Firstly, we have no comment to make on the balance of corporate versus personal abuse in these recent exchanges. Our own view is that those responsible for corporate policy are also morally accountable for and personally answerable to criticisms and moral condemnation of such policies. Others may differ. We are content for readers of the exchange to come to their own view of the absurdity of our interpretation of the previous editorials and the distinctions offered—with or without the assistance of the Oxford English Dictionary. We also leave readers to judge whether the National Institute for Clinical Excellence’s (NICE’s) attempts to follow their consciences and the instructions of the Secretary of State, by having regard to citizens’ values, are fairly described as “populist”.

COST-EFFECTIVENESS

Of more substance is the apparent confusion about how decisions of cost-effectiveness can be made in a healthcare system like the National Health Service (NHS).

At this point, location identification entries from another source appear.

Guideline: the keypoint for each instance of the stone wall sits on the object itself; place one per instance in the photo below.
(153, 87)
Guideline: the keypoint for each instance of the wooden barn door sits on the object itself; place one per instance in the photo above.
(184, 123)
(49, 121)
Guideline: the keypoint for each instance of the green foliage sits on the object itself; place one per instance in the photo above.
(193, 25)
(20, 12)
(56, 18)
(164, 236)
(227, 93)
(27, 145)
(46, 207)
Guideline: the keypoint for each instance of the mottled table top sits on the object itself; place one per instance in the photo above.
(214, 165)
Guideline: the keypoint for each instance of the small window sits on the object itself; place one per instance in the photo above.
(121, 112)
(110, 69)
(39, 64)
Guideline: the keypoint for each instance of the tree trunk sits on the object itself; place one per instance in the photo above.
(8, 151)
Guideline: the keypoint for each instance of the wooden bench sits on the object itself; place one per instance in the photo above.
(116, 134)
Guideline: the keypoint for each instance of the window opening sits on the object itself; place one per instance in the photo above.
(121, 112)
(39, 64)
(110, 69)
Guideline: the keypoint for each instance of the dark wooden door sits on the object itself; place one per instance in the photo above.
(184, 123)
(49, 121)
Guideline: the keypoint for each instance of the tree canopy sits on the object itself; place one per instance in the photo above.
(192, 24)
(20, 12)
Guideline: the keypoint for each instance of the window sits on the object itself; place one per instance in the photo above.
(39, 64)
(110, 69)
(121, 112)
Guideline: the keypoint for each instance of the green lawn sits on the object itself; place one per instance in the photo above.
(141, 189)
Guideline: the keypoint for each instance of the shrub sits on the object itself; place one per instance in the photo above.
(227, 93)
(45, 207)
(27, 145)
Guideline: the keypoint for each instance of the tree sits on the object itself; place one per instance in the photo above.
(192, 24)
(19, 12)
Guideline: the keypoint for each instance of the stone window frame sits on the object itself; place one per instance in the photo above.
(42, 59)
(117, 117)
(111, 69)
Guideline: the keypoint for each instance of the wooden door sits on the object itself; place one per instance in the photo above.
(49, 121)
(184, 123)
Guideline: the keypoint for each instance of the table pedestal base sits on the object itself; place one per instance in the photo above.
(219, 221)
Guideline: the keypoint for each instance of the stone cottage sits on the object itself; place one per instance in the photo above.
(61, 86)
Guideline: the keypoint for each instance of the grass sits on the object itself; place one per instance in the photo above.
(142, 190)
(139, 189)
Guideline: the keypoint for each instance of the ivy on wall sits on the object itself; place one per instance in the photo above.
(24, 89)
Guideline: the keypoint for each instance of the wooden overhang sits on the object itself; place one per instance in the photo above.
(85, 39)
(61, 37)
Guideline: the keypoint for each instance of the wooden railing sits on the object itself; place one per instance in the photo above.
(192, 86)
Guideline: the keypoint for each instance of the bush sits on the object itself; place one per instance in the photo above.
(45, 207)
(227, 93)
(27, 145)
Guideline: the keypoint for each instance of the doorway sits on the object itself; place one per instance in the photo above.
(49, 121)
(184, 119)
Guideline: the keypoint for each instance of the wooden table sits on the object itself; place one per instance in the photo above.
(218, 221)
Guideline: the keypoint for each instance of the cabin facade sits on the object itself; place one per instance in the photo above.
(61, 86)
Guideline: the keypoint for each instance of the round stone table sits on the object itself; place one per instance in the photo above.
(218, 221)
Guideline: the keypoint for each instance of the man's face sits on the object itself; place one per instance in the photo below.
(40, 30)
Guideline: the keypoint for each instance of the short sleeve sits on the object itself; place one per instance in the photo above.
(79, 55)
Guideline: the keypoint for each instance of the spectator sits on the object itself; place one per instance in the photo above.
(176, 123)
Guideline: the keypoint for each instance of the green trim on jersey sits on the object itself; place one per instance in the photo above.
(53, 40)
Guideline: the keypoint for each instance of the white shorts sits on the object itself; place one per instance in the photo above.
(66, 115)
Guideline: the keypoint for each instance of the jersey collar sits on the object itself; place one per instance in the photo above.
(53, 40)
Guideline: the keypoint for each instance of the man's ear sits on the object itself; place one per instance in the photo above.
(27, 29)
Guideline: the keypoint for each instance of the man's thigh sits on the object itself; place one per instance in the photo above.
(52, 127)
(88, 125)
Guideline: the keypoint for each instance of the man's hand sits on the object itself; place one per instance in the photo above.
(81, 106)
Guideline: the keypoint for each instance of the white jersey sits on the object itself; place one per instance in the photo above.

Harris suggests that our paper implies that, “no estimate is or can be made by NICE of the benefits to be forgone”, and therefore, “NICE, in the expert opinion of Claxton and Culyer, cannot and is not making its decisions on the basis of cost-effectiveness.”1

To support this, Harris quotes and is referring to the following passage by us: “NICE does not and cannot evaluate all possible uses of healthcare resources at any one time and generally cannot know which NHS activities will be displaced or which groups of patients will have to forgo health benefits”. Harris is certainly correct about this. But what may be inferred from this? Again, it is not clear what he is arguing about.2 Our question was somewhat rhetorical. We continued, “The two obvious possibilities are:

  • there will be no real costs because other activities will not be displaced and health benefits will not be forgone

  • because the individuals bearing the cost are unidentified and unknown, their health losses or lost opportunities to benefit are less important or of no consequence compared to the groups of patients under consideration who may benefit from treatment.”2

Our point was that neither NICE nor any other decision-making entity, including a practising physician at the bedside, can know precisely which NHS activities would be displaced by their guidance or by prescribing decisions, or exactly who will forgo which specific health benefits. However, we do know that there will be health forgone to real, albeit unidentified, patients, and we maintain the value judgement that the consequences for those unidentified individuals ought to be valued in the same way as the consequences for others who gain from the technology under consideration (or who are in the bed) and who are currently identified and known.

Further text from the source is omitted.